Girls Whose High School Yearbook Photos Underwent 'Modesty Editing' Speak Out
Inside Edition spoke to two high schoolers whose school digitally altered their yearbook photos to cover up more of their chests. "It's all based on the sexualization of young women’s bodies," one of the girls said.
Riley O’Keefe’s original photo had a black bar digitally added to the top of her shirt.
“I flipped through the yearbook and saw how many girls' chests were edited, and I got very upset, because it was so unnecessary. And not only that, the photoshopping job was so awful, that girls were getting bullied for it,” O’Keefe told Inside Edition.
Elizabeth McCurdy also had her photo digitally altered in a process Bartram Trail High School called “modesty editing.”
“I wear this shirt all the time. I wear it all the time. and I’ve never had an issue,” McCurdy told Inside Edition.
In total, 80 photos were deemed “inappropriate” by the school and digitally altered. All of them were of girls.
O’Keefe’s and McCurdy’s mothers said they could not believe it.
“As soon as I saw the photo of Liz and what it was like and how they photoshopped it, I was livid,” McCurdy’s stepmom Natasha Neuberger said.
“Riley and I, when we got the yearbook, we went back up to school and asked the assistant principal if she was in dress code, and she was in fact in dress code and her picture was still edited,” O’Keefe’s mom Stephanie Fabre said.

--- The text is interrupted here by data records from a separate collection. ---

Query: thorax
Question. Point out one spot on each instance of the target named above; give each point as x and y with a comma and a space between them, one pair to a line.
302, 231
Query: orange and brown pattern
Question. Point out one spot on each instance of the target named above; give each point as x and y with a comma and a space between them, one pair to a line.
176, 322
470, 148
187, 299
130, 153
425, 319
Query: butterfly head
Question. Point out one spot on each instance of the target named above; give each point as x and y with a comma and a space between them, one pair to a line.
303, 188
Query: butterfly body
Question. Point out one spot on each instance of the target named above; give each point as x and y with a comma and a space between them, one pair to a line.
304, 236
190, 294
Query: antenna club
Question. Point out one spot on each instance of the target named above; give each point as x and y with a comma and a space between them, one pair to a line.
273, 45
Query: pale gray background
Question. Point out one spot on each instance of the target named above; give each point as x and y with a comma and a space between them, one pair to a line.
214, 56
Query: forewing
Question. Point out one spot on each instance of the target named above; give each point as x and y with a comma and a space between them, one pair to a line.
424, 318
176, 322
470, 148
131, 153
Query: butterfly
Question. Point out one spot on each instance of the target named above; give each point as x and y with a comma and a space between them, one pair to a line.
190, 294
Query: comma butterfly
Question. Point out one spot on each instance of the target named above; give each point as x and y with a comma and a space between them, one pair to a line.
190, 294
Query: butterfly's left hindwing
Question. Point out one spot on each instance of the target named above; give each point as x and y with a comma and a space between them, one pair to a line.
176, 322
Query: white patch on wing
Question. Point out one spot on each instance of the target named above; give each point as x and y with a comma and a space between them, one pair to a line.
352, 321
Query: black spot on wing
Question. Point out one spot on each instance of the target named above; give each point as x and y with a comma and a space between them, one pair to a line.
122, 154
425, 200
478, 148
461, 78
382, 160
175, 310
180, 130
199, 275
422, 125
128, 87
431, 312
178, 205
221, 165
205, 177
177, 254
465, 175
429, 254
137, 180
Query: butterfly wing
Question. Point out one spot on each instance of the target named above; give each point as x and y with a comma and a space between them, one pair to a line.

They say their school outside Jacksonville applied a double standard, because photos of the boys swim team, who were pictured wearing speedos, were not edited at all.
“To think about the fact that they're looking at every girls’ top half to see if anything’s showing is just weird to me. And I know they didn't do that with the boys,” McCurdy said.
The moms and daughters say that by covering their bodies in the yearbook, the wrong message was sent.
“It’s all based on the sexualization of young women’s bodies, and in general, that whole view needs to be taken away, especially because young men’s bodies are not seen the same way,” O’Keefe said.
The school district did offer refunds to any student who was photoshopped, with the stipulation that they would have to give their yearbooks back.